Reyes-Pérez et al. (2022) induced THR in Sphaeralcea angustifolia (Cav) G. Don to produce scopoletin and sphaeralcic acid. The SaTR N5.1 line had a growth index (GI) 5 times higher than the SaTR N7.2 THR line, but this one had the highest active compound production after 2 weeks of culturing. The scopoletin and sphaeralcic acid yields were 0.151 mg/g DW and 17.6 mg/g DW, respectively. Moreover, both compounds were secreted into the culture medium. The concentration of scopoletin (0.43 mg/L) in the culture medium was higher than the accumulated in the THR, while the concentration of sphaeralcic acid (15.5 mg/L) was similar to that in the THR.

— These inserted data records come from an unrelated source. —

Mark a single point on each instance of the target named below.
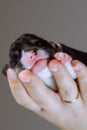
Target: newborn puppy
(33, 53)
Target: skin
(30, 92)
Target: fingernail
(53, 66)
(24, 76)
(77, 66)
(11, 74)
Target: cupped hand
(67, 108)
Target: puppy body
(32, 52)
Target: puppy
(34, 53)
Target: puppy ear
(57, 46)
(4, 70)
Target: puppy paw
(63, 57)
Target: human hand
(30, 92)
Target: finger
(19, 93)
(43, 96)
(66, 85)
(81, 71)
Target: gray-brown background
(58, 20)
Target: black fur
(33, 42)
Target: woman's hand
(67, 108)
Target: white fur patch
(70, 69)
(46, 76)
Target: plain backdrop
(57, 20)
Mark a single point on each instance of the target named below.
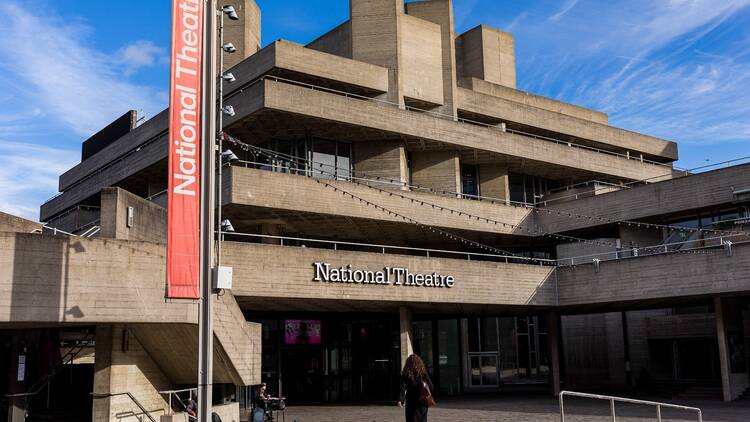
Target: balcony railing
(383, 249)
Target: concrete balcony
(271, 277)
(288, 193)
(592, 133)
(694, 192)
(61, 280)
(424, 128)
(656, 279)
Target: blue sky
(677, 69)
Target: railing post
(658, 412)
(562, 408)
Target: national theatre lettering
(395, 276)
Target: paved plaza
(519, 409)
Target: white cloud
(567, 7)
(676, 69)
(80, 86)
(55, 90)
(139, 54)
(28, 173)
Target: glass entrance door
(483, 369)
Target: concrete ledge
(485, 87)
(500, 108)
(270, 272)
(681, 194)
(262, 188)
(656, 277)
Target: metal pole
(220, 138)
(208, 119)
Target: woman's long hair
(414, 368)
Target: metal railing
(311, 172)
(176, 393)
(612, 400)
(132, 398)
(45, 381)
(452, 118)
(725, 242)
(337, 245)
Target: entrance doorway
(337, 359)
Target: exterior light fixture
(230, 156)
(230, 12)
(226, 226)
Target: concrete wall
(493, 181)
(488, 54)
(11, 223)
(600, 135)
(288, 98)
(123, 365)
(656, 277)
(593, 351)
(693, 192)
(376, 37)
(421, 61)
(54, 279)
(244, 33)
(270, 273)
(337, 41)
(441, 12)
(149, 219)
(529, 99)
(386, 159)
(259, 188)
(437, 170)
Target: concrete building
(392, 193)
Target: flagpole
(208, 160)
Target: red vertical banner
(183, 234)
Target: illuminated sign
(393, 276)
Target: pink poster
(301, 331)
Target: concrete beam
(694, 192)
(601, 135)
(656, 277)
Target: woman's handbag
(425, 395)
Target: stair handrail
(132, 398)
(613, 399)
(43, 382)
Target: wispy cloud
(56, 89)
(140, 54)
(677, 69)
(570, 4)
(74, 83)
(28, 173)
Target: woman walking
(416, 390)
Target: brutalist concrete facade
(392, 143)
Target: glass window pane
(489, 334)
(473, 325)
(489, 370)
(476, 378)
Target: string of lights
(255, 150)
(270, 154)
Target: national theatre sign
(395, 276)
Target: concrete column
(553, 340)
(102, 372)
(17, 405)
(407, 344)
(729, 329)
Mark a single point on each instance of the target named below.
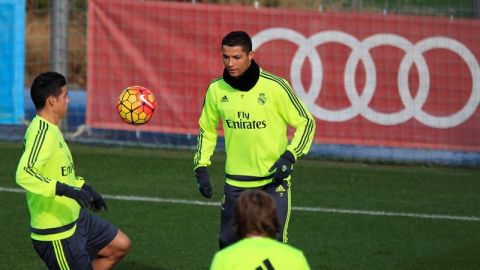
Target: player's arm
(207, 132)
(297, 115)
(206, 142)
(29, 173)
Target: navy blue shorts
(79, 250)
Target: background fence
(453, 85)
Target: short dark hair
(256, 213)
(238, 38)
(45, 85)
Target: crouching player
(64, 233)
(257, 225)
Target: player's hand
(82, 196)
(203, 182)
(283, 167)
(98, 201)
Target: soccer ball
(136, 105)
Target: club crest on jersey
(262, 99)
(280, 190)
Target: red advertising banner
(368, 79)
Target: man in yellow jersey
(64, 233)
(256, 223)
(255, 107)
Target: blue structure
(12, 64)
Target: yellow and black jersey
(255, 127)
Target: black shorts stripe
(53, 230)
(247, 178)
(198, 155)
(60, 255)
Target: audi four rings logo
(360, 52)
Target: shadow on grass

Also, the HR lines of Calendula officinalis L. established by Długosz et al. (2013) were optimized by Kamiński, Bujak & Długosz (2024) to stimulate the excretion of oleanolic acid (OA) derivatives into the culture medium. For this, dimethyl sulfoxide (DMSO), Tween 20 (T₂₀), Tween 80 (T₈₀), and Triton X-100 (Tx100) were used as surfactants. The effect of each one of the surfactants in combination with ultrasound (US) to stimulate the permeabilization of the metabolite was analyzed. The T₂₀ (1%) was the most effective treatment, significantly increasing the content of OA derivatives in three HR lines resulting in production that were 11, 61 and 22 times higher than those of each control. The combination of US and T₈₀ or T₂₀ increased even more the OA derivatives yield.